A bench of justices KS Radhakrishnan and Dipak Misra also issued notices to four Union ministries - the Social Justice and Empowerment, the Women and Child Development, the Urban and Rural Development and the Health and Family Welfare on a petition complaining that transgenders have been deprived of many of their fundamental rights and privileges which other persons enjoy as citizens.
The Public Interest Litigation (PIL) petition, filed by the National Legal Services Authority, the statutory body mandated to provide free legal services to the weaker sections of the society and organise Lok Adalats for amicable resolution of disputes, also sought reservation for transgenders in educational institutions and job opportunities in public and private sectors, either as a separate category or as being a backward class.

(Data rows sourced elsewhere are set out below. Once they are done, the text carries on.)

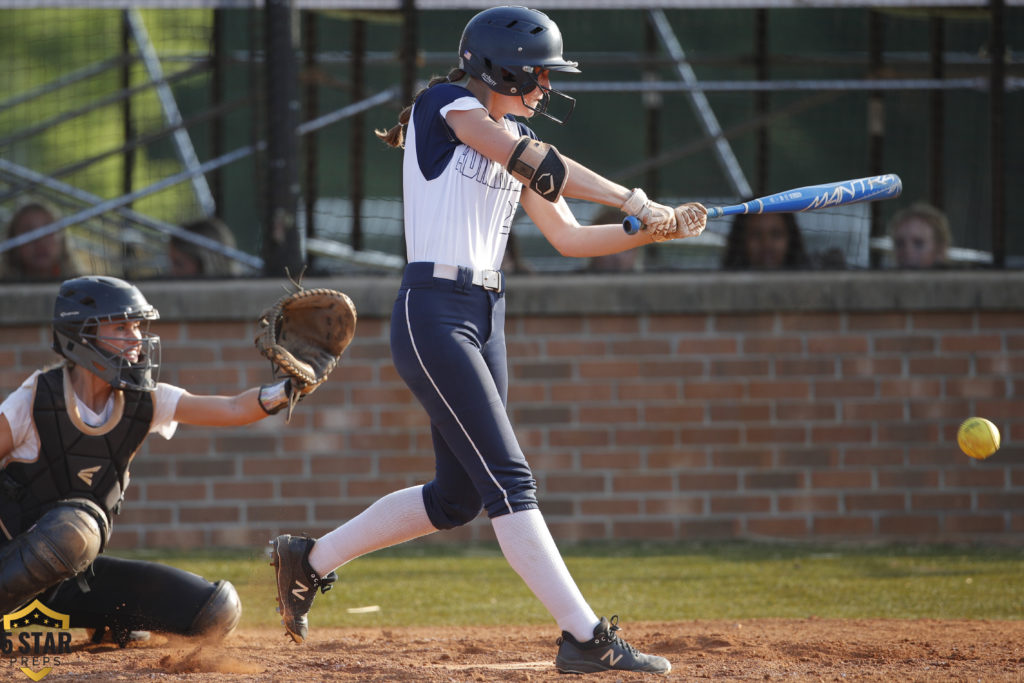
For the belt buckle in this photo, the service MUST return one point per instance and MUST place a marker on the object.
(492, 280)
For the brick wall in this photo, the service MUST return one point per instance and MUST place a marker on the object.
(694, 406)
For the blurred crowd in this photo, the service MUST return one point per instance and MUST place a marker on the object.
(920, 237)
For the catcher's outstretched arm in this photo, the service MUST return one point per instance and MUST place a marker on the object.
(242, 409)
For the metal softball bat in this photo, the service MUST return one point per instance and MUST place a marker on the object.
(811, 198)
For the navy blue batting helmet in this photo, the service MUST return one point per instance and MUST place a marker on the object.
(506, 47)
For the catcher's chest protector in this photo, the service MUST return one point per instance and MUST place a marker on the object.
(73, 463)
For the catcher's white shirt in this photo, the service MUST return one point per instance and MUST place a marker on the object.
(17, 409)
(459, 205)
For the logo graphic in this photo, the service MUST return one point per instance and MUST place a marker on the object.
(40, 646)
(86, 474)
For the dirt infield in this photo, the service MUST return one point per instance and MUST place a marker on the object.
(748, 650)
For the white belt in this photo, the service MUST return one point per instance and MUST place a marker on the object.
(488, 280)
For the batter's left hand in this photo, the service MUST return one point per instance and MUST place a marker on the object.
(690, 220)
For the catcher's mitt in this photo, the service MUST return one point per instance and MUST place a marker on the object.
(304, 335)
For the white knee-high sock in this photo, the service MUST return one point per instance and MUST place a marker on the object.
(395, 518)
(527, 546)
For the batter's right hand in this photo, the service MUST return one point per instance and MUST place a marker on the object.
(656, 218)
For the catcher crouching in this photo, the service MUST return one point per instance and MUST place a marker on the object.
(68, 436)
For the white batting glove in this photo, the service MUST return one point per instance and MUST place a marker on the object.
(656, 218)
(690, 221)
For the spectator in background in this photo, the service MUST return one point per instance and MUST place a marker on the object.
(47, 258)
(626, 261)
(190, 260)
(765, 242)
(921, 237)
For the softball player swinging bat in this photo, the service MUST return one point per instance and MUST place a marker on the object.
(468, 164)
(68, 436)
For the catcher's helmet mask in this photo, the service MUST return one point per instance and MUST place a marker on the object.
(506, 47)
(82, 305)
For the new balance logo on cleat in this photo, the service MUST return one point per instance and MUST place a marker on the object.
(297, 583)
(605, 651)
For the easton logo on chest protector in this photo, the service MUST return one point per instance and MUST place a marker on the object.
(77, 460)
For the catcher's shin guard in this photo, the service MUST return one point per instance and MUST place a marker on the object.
(218, 616)
(61, 544)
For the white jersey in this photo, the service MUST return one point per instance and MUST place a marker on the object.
(17, 409)
(459, 205)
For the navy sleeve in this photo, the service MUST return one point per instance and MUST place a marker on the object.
(435, 141)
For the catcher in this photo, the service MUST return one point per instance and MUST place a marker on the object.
(68, 436)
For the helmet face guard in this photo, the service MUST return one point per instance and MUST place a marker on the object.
(507, 47)
(86, 303)
(547, 94)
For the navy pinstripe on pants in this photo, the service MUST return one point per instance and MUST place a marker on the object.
(448, 343)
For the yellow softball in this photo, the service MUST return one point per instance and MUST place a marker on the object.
(978, 437)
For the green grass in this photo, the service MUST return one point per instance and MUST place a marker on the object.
(439, 585)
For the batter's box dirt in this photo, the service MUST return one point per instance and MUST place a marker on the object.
(749, 650)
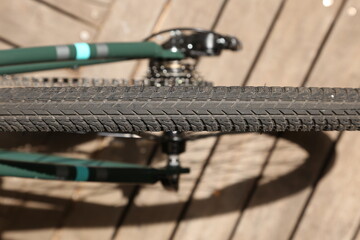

Senior advocate L Nageshwar Rao and counsel Indira Sawhney submitted that transgenders are deprived of their fundamental rights available to the other two sexes - males and females, and are not considered as the third sex.
"The transgenders are deprived of social and cultural participation, are shunned by family and society, have only restricted access to education, health services and public spaces and have restricted rights as citizens such as right to marry, right to contest elections, right to vote, employment and livelihood opportunities and various human rights such as voting, obtaining passport, driving licence, ration card, identity card etc."
"The transgenders are treated as legal non-entity in violation of Articles 14, 15, 16 and 21 of the Constitution," the PIL said.